The Market Today

Rising Oil Prices Hammer Sentiment

by Craig Dismuke, Dudley Carter


Inflation Continues to Hit Small Businesses: Small business sentiment declined 1.4 points in February to 95.7, the second-lowest monthly reading since early 2020. The details of the report were broadly weaker.  Respondents planning to increase employment fell 7 pts.  Those planning to make capital outlays dropped 2 pts.  Those planning to increase their inventories fell 4 pts to net +1%, still positive but the bulk of the inventory turnaround increasingly appears to have already occurred. Respondents expecting real sales to increase fell 3 pts. According to NFIB’S Chief Economist Bill Dunkelberg, “Inflation continues to be a problem on Main Street, leading more owners to raise selling prices again in February.” The number of respondents saying they are raising prices rose 7 points to net +68%, the highest level in 48 years.

Record-High Trade Deficit to Weigh on GDP: The January trade balance data showed the monthly deficit jumping from $82.0b to $89.7b, the largest monthly deficit on record.  Imports rose 1.2% while exports fell 1.7%.  Starting the quarter with a larger trade deficit than expected will drag 1Q GDP trackers perilously closer to showing a quarterly contraction.

All Eyes Remain on Russian Developments: The January wholesale inventories data is scheduled for release at 9:00 a.m. CT.  Reports this morning are that President Biden may announce a ban on Russian oil imports after bipartisan lawmakers developed a framework for a plan yesterday.  In contrast, a Russian official threatened that the country could cut off its exports of energy to heavily dependent Europe.  European Union officials will reportedly consider jointly issuing debt to finance defense spending and energy.


Rising Oil Prices Spook Investors: Stocks were hammered yesterday as rising oil prices took a toll on investor sentiment.  WTI crude pulled back from its overnight peak of $130.50 to open yesterday morning near Friday’s closing price of $115 per barrel, but grinded higher throughout the day to close at $120.32 per barrel.  A bipartisan group of legislators reached an agreement on a legislative proposal to ban Russian energy imports.  Other countries did not appear ready to join the ban. Russian energy imports only account for a small fraction of U.S. energy usage, much less than some European and Asian allies.  Regardless, the impact of climbing prices weighed significantly on the outlook for U.S. consumers as well as the broader global economic environment. Bloomberg Economics estimated that oil at $120 per barrel would result in CPI hitting 9% in March or April.  The Dow fell 2.4% (797 points) while the S&P sank 3.0%.  The NASDAQ dropped 3.6%.  Fed funds futures contracts continued to price in the likelihood of a rate hike next week but the January 2023 contract dropped another 3 bps to 1.545%. After falling below 1.67% in overnight trading, the 10-year Treasury yield rebounded to 1.80% by 8:00 a.m. CT before closing the day back down at 1.77%.
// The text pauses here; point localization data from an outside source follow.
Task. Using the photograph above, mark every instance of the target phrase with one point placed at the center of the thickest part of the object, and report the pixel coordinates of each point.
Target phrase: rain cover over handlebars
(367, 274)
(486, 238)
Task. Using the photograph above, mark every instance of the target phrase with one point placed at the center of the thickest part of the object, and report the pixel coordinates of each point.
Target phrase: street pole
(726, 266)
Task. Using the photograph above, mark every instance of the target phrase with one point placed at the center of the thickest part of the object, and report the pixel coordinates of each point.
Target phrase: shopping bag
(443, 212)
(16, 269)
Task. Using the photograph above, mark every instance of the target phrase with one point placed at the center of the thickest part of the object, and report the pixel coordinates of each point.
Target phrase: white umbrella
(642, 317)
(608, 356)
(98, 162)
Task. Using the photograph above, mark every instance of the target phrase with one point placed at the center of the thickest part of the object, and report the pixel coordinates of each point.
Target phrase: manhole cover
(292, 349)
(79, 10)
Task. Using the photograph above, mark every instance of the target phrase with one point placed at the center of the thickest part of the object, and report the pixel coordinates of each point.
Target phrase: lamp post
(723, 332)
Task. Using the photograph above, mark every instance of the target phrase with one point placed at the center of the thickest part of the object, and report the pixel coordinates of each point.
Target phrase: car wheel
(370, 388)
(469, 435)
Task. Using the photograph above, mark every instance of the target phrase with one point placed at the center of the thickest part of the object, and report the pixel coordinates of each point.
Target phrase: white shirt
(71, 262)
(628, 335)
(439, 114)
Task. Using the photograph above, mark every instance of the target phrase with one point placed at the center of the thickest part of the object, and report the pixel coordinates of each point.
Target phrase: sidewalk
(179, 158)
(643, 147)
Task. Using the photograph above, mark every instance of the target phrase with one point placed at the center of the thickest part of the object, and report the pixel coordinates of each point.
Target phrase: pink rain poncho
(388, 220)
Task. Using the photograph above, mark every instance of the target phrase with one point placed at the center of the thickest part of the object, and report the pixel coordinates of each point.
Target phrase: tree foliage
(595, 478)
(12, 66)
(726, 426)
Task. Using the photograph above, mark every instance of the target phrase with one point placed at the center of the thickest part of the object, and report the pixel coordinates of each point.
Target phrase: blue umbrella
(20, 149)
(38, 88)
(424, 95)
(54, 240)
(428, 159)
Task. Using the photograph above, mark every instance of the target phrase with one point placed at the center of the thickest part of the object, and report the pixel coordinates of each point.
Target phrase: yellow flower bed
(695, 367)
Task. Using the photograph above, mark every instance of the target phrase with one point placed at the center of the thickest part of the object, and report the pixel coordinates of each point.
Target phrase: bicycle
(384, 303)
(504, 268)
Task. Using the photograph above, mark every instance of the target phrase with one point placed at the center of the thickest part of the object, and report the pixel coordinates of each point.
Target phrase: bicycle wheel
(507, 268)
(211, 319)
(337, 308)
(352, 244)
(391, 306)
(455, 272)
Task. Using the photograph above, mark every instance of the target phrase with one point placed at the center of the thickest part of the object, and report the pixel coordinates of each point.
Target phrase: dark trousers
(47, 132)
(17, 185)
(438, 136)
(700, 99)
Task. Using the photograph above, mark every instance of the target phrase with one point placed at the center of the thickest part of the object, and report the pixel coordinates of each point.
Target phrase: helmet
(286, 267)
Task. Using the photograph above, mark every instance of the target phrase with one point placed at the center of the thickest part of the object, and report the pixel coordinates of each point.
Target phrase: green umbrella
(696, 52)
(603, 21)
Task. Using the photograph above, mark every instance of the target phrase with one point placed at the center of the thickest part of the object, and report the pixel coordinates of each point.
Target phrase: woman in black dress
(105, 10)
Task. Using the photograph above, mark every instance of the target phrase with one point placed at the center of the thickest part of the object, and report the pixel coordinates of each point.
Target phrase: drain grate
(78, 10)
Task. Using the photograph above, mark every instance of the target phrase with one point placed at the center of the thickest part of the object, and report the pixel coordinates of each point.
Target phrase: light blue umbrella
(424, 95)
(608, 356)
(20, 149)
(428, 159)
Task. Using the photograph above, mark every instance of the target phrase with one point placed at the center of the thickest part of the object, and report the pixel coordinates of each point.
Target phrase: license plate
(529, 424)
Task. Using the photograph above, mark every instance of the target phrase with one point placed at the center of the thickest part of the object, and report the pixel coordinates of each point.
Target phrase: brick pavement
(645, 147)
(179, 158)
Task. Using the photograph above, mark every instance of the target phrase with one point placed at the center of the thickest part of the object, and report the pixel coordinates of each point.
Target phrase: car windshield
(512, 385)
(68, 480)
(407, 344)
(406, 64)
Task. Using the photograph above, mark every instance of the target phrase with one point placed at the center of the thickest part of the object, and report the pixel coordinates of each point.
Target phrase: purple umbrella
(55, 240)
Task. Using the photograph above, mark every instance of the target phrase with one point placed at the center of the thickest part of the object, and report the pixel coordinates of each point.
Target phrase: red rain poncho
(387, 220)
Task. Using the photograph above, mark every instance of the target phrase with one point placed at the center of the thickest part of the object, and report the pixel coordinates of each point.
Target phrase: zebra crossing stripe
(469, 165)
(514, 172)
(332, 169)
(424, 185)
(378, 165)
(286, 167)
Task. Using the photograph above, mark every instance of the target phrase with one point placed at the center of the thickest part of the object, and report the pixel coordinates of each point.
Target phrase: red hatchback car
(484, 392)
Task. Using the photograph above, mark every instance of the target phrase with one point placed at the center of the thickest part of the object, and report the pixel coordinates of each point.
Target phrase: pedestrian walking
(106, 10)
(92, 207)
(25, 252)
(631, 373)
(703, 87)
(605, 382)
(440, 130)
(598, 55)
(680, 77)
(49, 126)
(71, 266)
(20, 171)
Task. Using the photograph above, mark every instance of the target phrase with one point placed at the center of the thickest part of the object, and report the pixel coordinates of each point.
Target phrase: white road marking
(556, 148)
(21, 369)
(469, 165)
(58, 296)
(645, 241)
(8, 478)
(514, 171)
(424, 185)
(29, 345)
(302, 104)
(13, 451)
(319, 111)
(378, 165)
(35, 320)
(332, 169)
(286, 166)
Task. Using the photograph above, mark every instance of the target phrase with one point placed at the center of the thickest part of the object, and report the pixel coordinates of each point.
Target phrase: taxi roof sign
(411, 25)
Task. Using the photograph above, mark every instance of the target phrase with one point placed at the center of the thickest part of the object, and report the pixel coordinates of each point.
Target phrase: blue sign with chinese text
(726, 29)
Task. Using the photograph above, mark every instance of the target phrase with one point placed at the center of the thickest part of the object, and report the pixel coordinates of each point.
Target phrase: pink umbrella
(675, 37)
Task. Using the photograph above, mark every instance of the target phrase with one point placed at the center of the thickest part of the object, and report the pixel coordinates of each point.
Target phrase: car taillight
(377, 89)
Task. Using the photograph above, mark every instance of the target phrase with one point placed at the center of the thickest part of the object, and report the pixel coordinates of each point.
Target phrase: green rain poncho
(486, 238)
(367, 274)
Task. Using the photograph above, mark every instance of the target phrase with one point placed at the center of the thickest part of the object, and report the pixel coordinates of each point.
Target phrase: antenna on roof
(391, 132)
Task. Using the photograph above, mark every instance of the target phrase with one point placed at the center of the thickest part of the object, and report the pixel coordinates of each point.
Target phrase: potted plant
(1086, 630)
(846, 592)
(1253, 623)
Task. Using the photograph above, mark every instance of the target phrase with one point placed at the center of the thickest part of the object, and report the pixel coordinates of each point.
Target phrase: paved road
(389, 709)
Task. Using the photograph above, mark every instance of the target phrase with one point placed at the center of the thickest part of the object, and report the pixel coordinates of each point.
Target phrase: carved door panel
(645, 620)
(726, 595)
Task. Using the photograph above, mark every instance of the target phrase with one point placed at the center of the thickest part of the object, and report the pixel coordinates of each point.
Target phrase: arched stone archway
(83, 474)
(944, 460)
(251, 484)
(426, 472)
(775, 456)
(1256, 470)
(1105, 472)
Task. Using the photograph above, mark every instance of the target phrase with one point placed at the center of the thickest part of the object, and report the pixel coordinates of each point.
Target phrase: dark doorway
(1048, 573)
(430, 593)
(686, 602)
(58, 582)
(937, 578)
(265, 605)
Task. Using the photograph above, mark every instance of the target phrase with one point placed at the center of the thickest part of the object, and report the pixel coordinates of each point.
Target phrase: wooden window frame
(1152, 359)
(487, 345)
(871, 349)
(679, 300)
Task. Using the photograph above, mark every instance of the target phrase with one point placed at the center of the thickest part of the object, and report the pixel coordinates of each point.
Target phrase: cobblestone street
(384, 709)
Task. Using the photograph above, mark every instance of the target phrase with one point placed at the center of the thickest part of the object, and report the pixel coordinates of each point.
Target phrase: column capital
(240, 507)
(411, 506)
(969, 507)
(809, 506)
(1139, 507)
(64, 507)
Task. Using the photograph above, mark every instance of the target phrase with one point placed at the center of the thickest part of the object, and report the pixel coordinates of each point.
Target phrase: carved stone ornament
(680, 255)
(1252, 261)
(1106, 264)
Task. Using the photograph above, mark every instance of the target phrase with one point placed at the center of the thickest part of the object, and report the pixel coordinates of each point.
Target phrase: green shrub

Market volatility continued overnight with mixed implications across asset classes. Equities in the Asia-Pacific tumbled following Wall Street’s worst day since October 2020. While the Stoxx Europe 600 was flat just before 7 a.m. CT, it was anything but calm. The index fell as much as 1.0% before flipping into positive territory with a gain as strong as 1.7%, reflecting the volatility that has crippled risk sentiment since the war began. The upward reversal, which accompanied gains for the Euro and European yields, aligned with headlines that the EU was considering joint debt offerings to fund joint investment in energy and defense. U.S. index futures stabilized with the Dow and S&P 500 less than 0.1% higher while the Nasdaq drifted 0.2% lower. Focus remains on the unfathomable upward price shocks across commodities as a result of the war. Although still below Monday’s highest intraday levels, oil prices rose more than 2% to send WTI up near $122 per barrel and push Brent back above $126. Natural gas prices eased and wheat prices inched higher to a new record. Gold crossed back above $2,000 per ounce, a historic level only previously accomplished a handful of times in March 2020. Nickel is the latest market to be severely disrupted by the Ukraine-Russia conflict, with a hard-to-believe surge leading to trading halts. Treasury yields continued to reflect investors’ inflationary fears associated with the rapid ascent in commodity prices, one that has overpowered the downward pull typically associated with geopolitical conflicts and flight-to-quality episodes. The 10-year yield rose 7.7 bps to 1.85% at 7:20 a.m. CT as the 2-year yield added 3.6 bps to 1.59%, earlier rising above 1.62% to set a new high for the cycle.